''Cutting emissions is a very important dimension, but that's not enough for this equation,'' Kerim said in an interview this week. ''Inventing new technologies, renewable energies, investing more in research and development, is also a very viable way and remedy for resolving the problem.''
In December, under the auspices of the U.N. Framework Convention on Climate Change, the 186 nations that attended a climate meeting in Bali, Indonesia, agreed on a ''Bali Roadmap'' of principles to craft a successor to the Kyoto treaty.
Last year, a Noble Prize-winning U.N. network of climate and other scientists warned of rising seas, droughts, severe weather and other dire consequences without sharp cutbacks in emissions of the industrial, transportation and agricultural gases blamed for warming.
That network, called the Intergovernmental Panel on Climate Change, advised that emissions should be reduced by 25 percent to 40 percent below 1990 levels by 2020.
''Climate change and its implications is a broader process, more profound than negotiations among member states,'' Kerim said. ''So our aim, our goal is to support that process, not to replace it.''
Kerim said he wants to encourage partnerships between businesses and governments, and that he would refrain from encouraging nations to assign blame — and added responsibility — to the United States and other rich nations for their historical pollution.
''To approach the issue must be a forward looking way,'' he said. ''We have to now try to find a way out.
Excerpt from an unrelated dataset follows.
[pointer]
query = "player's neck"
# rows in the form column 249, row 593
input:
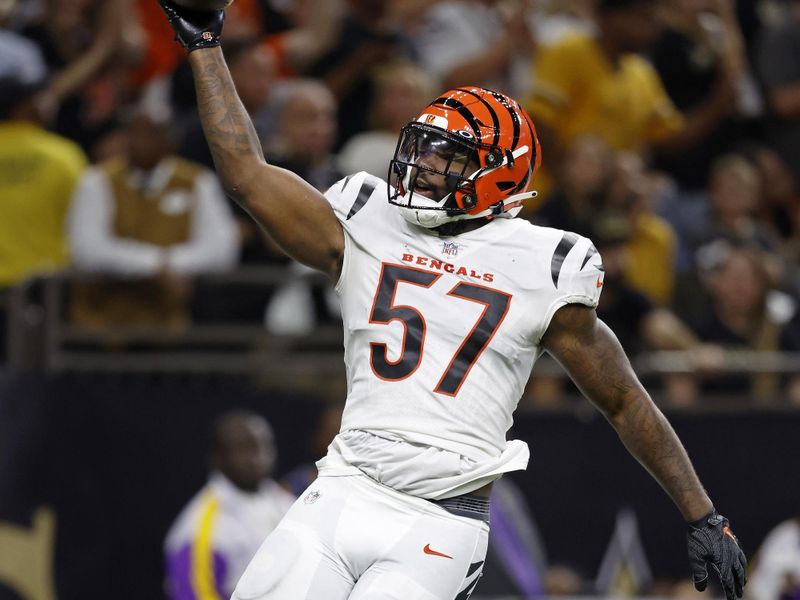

And to find a way out, you don't look in the rear mirror which shows you the back of your car.''
British billionaire Richard Branson, who has decided to invest heavily in ''biofuels'' along with his Virgin brand of several hundred companies, will be a special guest at the assembly meeting, Kerim said.
''He was one of the first who reacted and who said that he's prepared to finance projects for clean energies and technologies,'' Kerim said.
Like Ban, who told the AP in December that his No. 1 priority is persuading the world to agree to new controls on global warming gases before the end of 2009, Kerim calls the challenges of climate change ''my flagship topic.''
In his report, Ban warned that global warming would probably affect women more than men. ''The challenge of climate change is unlikely to be gender-neutral, as it increases the risk to the most vulnerable and less empowered social groups,'' he said.
Annie Petsonk, a lawyer for the advocacy group Environmental Defense, said global warming will most affect poor people and minorities, because the wealthy can spend more to adapt. ''Women in poorer communities are going to face greater challenges protecting their children from the spread of diseases, polluted water, water shortages and so on,'' she said.